あかんたれブルース

継続はチカラかな

俺を泣かすな台湾バナナ



ニュースに接して、これほど感動したことは
これまであっただろうか
感動どころかぼろぼろ涙が溢れてきた。
おバカなわたしの琴線を奏でたEmは
東洋経済オンライン 12月2日(水)8時0分配信 の
「今なぜ台湾で「懐日映画」が大ヒットするのか」

http://zasshi.news.yahoo.co.jp/article?a=20151202-00094829-toyo-int&p=1

という記事でした。

児玉源太郎が台湾総督をしてから
いやそれ以前の牡丹族高砂族など
原住民との戦いとか
新渡戸稲造の農業改革や杉山茂丸の蓬莱米
後藤新平の阿片撲滅などの衛生改革
その他数々の治水インフラ整備など
日本の台湾経営は日本人の血税と先人の叡智
奮闘努力の記録を思い知らされて感無量
だったのですが、
それを植民地支配と一刀両断されて
そういったことは見猿聞か猿言わ猿の三猿で
自虐史観のなかで葬り去られていました。
そのことが口惜しくてねえ
それを叫べばネトウヨと一緒にされるし
せめてもの救いは中国韓国朝鮮に比べて
台湾の人たちが親日的だということだった。

だからもうっちと近現代史を学ぼうよ
と、このブログでもよく訴えたものです。
たいがいが苦手だ小難しいとか
あんた明治生まれの年寄りなのによくブログできるね
とか、わたしはハゲじゃない!

そういったジレンマをこのニュースは払拭してくれた。
戦前に台湾で生まれ育った日本人を
「湾生(わんせい)」というのだそうです。
司馬さん風にいえば
故郷忘じがたく候
台湾のドキュメンタリー映画『湾生回家』は
そういう作品なのだ。
驚いたのは台湾ではドキュメンタリー映画
商業ベースで成立っているようで
そこに近年における台湾での「懐日」ブームも
無縁ではないということでした。
この作品は来年日本でも公開予定だそうで
邦題は『故郷-湾生帰郷物語』

終戦で日本に帰った湾生たちが
故郷台湾を懐かしみその思いから戦後70年経った
いま、生まれ故郷に帰っていくという物語
そこにはたとえ祖国である日本であっても
この作品である老婦人が語った
「自分がいつも異邦人のような気持ちだった」には
同じ日本人でありながらも地方出身者である
自分と重なるものがありました。
そういうセンチメンタルだけではなく
この作品を読み取った記者の
「経済的豊かさがあろうがなかろうが、
 国籍が日本であろうが中華民国であろうが、
 それはひとりの人間にとって
 絶対的な体験なのである」には唸ったもんだ。
座布団十枚やりたいね。

昨今、テレビを着ければ
嫌なニュースばかり
未来なんてお先真っ暗のため息が出るのがオチ。
そんななかで環境問題を解決する手掛かりの
新しい技術とか成功とかは嬉しくなる。

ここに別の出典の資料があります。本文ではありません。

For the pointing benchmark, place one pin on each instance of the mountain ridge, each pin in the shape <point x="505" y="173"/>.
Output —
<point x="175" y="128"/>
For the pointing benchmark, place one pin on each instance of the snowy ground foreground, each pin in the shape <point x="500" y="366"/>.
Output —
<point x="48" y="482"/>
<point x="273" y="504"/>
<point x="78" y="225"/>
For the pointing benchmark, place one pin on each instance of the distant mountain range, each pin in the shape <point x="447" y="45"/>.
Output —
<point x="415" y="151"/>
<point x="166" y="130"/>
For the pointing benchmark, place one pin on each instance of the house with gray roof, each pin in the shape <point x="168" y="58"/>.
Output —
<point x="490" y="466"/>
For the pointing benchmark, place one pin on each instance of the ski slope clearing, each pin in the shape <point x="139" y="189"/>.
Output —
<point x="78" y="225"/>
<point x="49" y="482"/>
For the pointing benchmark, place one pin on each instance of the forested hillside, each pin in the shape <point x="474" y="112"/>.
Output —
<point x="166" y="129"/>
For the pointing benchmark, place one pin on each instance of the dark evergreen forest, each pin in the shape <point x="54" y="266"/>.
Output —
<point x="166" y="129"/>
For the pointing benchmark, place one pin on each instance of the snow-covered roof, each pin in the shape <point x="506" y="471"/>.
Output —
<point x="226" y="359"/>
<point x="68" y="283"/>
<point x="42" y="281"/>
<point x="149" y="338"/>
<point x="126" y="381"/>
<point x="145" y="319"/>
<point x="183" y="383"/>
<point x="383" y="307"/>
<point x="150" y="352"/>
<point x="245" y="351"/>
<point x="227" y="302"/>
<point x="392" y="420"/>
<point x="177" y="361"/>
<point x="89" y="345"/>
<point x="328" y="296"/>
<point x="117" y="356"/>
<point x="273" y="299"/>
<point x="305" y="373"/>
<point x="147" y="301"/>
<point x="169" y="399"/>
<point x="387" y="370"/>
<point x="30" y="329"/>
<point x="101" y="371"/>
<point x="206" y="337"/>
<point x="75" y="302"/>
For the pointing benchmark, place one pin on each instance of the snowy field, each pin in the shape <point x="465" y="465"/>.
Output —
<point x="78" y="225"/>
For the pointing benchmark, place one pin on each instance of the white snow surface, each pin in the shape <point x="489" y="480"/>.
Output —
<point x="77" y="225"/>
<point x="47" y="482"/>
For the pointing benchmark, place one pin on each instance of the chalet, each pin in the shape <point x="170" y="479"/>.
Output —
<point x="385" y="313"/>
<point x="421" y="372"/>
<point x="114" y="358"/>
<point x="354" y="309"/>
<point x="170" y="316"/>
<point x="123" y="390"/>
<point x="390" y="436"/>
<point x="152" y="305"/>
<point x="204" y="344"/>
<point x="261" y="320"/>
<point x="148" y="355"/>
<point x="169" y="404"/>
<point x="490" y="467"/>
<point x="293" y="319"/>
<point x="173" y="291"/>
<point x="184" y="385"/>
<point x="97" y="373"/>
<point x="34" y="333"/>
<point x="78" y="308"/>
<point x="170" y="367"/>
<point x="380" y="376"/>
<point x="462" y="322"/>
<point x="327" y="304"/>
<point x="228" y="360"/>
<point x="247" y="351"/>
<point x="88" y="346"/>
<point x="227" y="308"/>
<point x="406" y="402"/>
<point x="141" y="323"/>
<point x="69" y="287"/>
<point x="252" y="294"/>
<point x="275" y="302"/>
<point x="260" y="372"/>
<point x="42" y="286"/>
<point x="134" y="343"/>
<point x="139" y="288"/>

ならないか?

台湾中華民国の国民党を凌駕する民進党の勢いとか
別として、台湾の人たちが「愛台湾(台湾を愛する)」
気持ちと日本を日本人を好意的にみてくれている
しかも若い世代もだっていうじゃありませんか。
そしてこの記者の筆は冴え渡る

「だが、やはり重要な問題は、
 人間にとってのアイデンティティは、必ずしも
 教育やイデオロギーだけで決まるものではなく、
 個々人が抱いている実体験によってしか
 本当の意味で形成されないということだと思う」

野嶋剛記者よ、その通り。

東日本大震災のときもいち早く支援の手を
さしのべてくれたのは台湾の人たちでした。
韓国ではざまあみろ発言があったんだよなあ
この差ってなんなんでしょうかね!
日本は台湾だけに特別なことをしたわけではない。
韓国でも北朝鮮でも満州でも
日本人は同じように向かい合ったのだ。
以前hitoさんのところで日本の統治時代を懐かしむ
韓国の古老らが日本の演歌を歌ってる記事にふれた。
それはそれで一側面のことかもしれないけれど
それが一片たりとも伝わってこない韓国の
そしてニッポンの異常さなのだ。
そういうことを抜きにして友好もヘチマも
ないんじゃないのかマスコミ諸君。

トドメは司馬遼太郎の『台湾紀行』の引用から
「ある老婦人から『日本は台湾を二度捨てた』
 と詰め寄られ、答えに窮したところが描かれている。
 私自身、台湾で暮らしている間に、
 何度か高齢の方々にそう言われ、
 心のなかに罪悪感が残った記憶がある」

なんか昔の女に再会して
肩を震わせていわれたようで
思わず抱きしめてしまいそうに切ないなあ
侵略戦争とか植民地支配とか
どこで注射されて宣まっているのか知らんけど
そんな罪悪感よりも
この二度捨てたというどうしようもなかった
事実に言葉を失う見識品性が今の日本人には
まったく欠けているのではないのかな。